In this experiment, we compared unconstrained ethanol consumption in SERT WT, HET and KO mice using both a post-prandial drinking procedure and consumption under a fixed ratio 1 schedule; compared alcohol's ability to maintain behavior in the three genotypes in two ways, by (1) using a within session progressive ratio schedule, and (2) increasing ratio values across sessions; and compared the effects of fluvoxamine, an SSRI, on ethanol-maintained behavior in the three genotypes.

Materials and methods


Twenty-four male mice were used: eight of each SERT genotype. Mice bred on a congenic C57Bl/6J background were derived from an in house colony established from breeding pairs generously provided by Dr. Dennis Murphy (NIMH) in 1999 (see Bengel et al. 1998). Mice in this colony are backcrossed (WT × KO to yield HET) every sixth generation. Male SERT KO, HET or WT used in this study came from the 23rd generation of HET × HET matings, following the third backcross. Littermates were raised and housed together in same-sex groups from weaning until the start of this experiment when they were singly housed. Mice were housed in a temperature- and humidity-controlled vivarium, and under a 12-h light/dark cycle (lights on 0600 h). Water was freely available except during experimental sessions (and as outlined below, during drinking induction). Food was limited to 2.5 g rodent chow each day. This food-restriction increased longevity, kept mice at similar weights and made development of ethanol self-administration simpler and its comparison to milk-maintained behavior possible. All procedures conducted on the mice were approved by the local institutional animal care and use committee and were in accordance with the NIH Guide for the Care and Use of Laboratory Animals.

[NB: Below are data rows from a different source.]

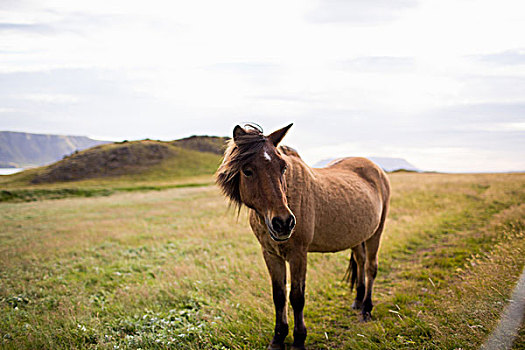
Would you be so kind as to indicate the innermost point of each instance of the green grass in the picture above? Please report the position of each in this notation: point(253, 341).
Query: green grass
point(174, 269)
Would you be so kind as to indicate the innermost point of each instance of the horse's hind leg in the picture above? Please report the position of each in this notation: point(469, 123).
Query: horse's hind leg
point(358, 275)
point(371, 249)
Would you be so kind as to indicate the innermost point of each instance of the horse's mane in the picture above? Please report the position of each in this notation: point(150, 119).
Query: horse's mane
point(237, 153)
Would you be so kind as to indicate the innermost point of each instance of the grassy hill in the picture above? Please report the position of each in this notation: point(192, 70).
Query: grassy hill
point(124, 166)
point(175, 270)
point(21, 149)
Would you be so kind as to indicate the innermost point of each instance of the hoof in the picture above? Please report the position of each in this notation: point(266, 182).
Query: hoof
point(273, 346)
point(357, 305)
point(366, 317)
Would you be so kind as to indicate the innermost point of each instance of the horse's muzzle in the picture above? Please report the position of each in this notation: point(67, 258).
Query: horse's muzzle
point(281, 230)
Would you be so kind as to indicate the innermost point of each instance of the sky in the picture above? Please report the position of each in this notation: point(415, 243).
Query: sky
point(440, 83)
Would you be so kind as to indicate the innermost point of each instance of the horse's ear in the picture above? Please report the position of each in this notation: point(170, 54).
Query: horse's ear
point(238, 132)
point(276, 136)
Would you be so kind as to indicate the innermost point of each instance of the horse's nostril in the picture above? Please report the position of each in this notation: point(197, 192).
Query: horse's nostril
point(277, 224)
point(291, 222)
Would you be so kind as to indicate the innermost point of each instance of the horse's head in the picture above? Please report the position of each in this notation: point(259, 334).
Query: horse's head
point(252, 174)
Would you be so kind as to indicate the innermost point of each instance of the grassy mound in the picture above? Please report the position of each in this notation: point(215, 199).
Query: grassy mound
point(150, 158)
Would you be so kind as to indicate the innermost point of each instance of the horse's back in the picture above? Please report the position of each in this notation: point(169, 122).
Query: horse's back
point(363, 168)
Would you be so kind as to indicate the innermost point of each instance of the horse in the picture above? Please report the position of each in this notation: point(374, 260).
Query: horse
point(295, 209)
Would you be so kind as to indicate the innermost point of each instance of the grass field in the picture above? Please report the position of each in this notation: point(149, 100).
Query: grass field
point(174, 269)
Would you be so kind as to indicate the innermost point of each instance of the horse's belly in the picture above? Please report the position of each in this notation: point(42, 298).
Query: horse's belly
point(346, 229)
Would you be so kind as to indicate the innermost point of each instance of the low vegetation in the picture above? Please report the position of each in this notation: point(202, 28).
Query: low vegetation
point(119, 167)
point(174, 269)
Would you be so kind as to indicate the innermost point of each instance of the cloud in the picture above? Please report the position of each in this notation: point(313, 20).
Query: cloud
point(26, 27)
point(359, 12)
point(379, 64)
point(505, 58)
point(51, 98)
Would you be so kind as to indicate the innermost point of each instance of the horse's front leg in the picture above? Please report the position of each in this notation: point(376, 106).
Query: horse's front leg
point(298, 276)
point(277, 268)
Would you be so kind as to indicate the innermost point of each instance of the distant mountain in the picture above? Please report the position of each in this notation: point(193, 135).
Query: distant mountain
point(21, 149)
point(387, 164)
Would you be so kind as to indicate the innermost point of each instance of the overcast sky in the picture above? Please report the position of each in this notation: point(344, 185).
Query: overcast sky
point(439, 83)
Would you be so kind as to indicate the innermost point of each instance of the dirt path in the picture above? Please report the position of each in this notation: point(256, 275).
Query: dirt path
point(509, 325)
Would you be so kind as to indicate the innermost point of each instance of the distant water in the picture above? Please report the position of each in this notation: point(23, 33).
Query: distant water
point(9, 171)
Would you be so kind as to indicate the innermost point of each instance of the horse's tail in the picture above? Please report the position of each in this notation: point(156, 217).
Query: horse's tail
point(351, 272)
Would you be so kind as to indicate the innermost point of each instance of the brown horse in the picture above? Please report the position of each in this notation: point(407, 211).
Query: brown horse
point(296, 209)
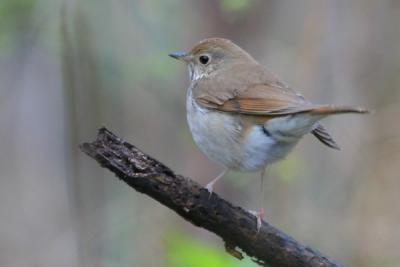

These experiments were conducted in eight mouse operant chambers (Med Associates, St. Albans, VT, USA). Chambers had three head entry detectors with a yellow LED light at the rear. Two head entry detectors were located on either side of the front wall of the chamber and had dipper mechanisms. The one on the left was used in these experiments. Chambers were also equipped with a house-light. These chambers were housed inside large fan equipped sound-attenuating chambers. A white noise generator in the room provided masking noise.



Experimental sessions were conducted each weekday.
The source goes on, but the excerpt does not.